PURPOSE OF THE STUDY.
To determine the degree of allergic sensitization in patients with eosinophilic esophagitis by using serum immunoglobulin E (IgE) testing and comparing the results to those obtained by epicutaneous skin-prick tests (SPTs) and patch testing.
This was a cross-sectional study of pediatric patients (N = 53) referred for evaluation for biopsy-proven eosinophilic esophagitis at an allergy referral clinic at Nationwide Children's Hospital (Columbus, OH) over a 2½-year period (January 2007 to June 2009).
Questionnaires about symptoms and treatment of eosinophilic esophagitis were completed. Serum-specific IgE antibodies to 8 common foods and 8 inhalants were measured. Epicutaneous SPTs were performed to 16 foods and 38 inhalant allergens. Patch testing to foods was also performed.
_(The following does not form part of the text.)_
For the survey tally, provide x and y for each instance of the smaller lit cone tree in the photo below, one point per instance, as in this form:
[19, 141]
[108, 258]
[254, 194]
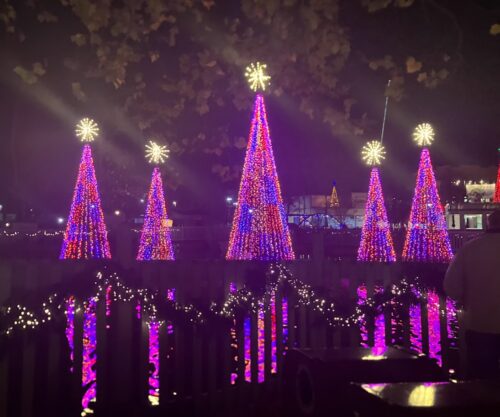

IgE-mediated allergy was diagnosed if either serum-specific IgE or skin-prick test results were positive, whereas non–IgE-mediated allergy was diagnosed if a positive patch test result was found. A streptavidin-based immunoassay was performed to determine the presence of cross-reactive carbohydrate determinants and Helicobacter pylori.
Prevalence of food and inhalant allergy was 80%. The most common symptoms were dysphagia, vomiting, and abdominal pain. Food-specific IgE test results were positive to food more often than were SPT results, most commonly to milk. Serum-specific IgE detected sensitization to food in 42% of patients without a diagnosis of food allergy. Food and inhalant allergies were found with similar frequencies. Almost one-third of patients had multiple sensitivities (tree nuts, peanut, pollen, soy, and grains). Recent studies revealed allergy to plant and mammalian-derived cross-reactive carbohydrate determinants, and 3 patients were found to have a positive result (2 to bromelain and 1 patient to galactose-α-1,3-galactose). Patch-testing results were positive for more than one-third of the patients, most commonly to rye, without correlation to either serum-specific IgE or SPT results.
The majority of patients with eosinophilic esophagitis are atopic. The use of serum-specific IgE to foods might be useful, in particular to milk.
The treatment of patients with eosinophilic esophagitis is challenging. The authors found that almost half of the patients were identified to have sensitization to a previously undiagnosed food allergen. Although the clinical significance of the serum-specific IgE might be argued, elimination diets for most patients with eosinophilic esophagitis leads to improvement. This study provides insight into another diagnostic modality, frequently used in the diagnosis of other allergic conditions, that might aid clinicians in the diagnosis and treatment of patients with eosinophilic esophagitis. However, more correlation with response to elimination of specific foods is needed.